Weird behavior using the Swift Optional type

Question

I was practicing with Swift Optional type a little bit, and noticed weird(for me) behavior. Code:

func returnOptionalIntFromString(_ val: String) -> Int? {
    return Int(val)
}

func returnIntFromString(_ val: String) -> Int {
    return Int(val) ?? 0
}

let optionalStr: String? = "10"
let mappedC1 = optionalStr.map(returnIntFromString)
let mappedC2 = optionalStr.map(returnOptionalIntFromString)
let flatMappedC1 = optionalStr.flatMap(returnIntFromString)
let flatMappedC2 = optionalStr.flatMap(returnOptionalIntFromString)

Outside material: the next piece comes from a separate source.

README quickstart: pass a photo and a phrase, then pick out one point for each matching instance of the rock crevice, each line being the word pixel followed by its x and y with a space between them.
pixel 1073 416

Why this line let flatMappedC1 = optionalStr.flatMap(returnIntFromString) compiling? I'm passing (String) -> Int to the function which accept (String) -> Optional<Int>, so it must be compile-time error? Or no? :)

Answer 1

Optionals are treated specially by the compiler. In particular, a value of type T is automatically wrapped into an Optional<T> if necessary:

let a = 5
let b: Int? = a

That works also with non-optional vs optional return types of a closure:

let cla: () -> Int = { return 13 }
let clb: () -> Int? = cla

and that is what happens in

let flatMappedC1 = optionalStr.flatMap(returnIntFromString)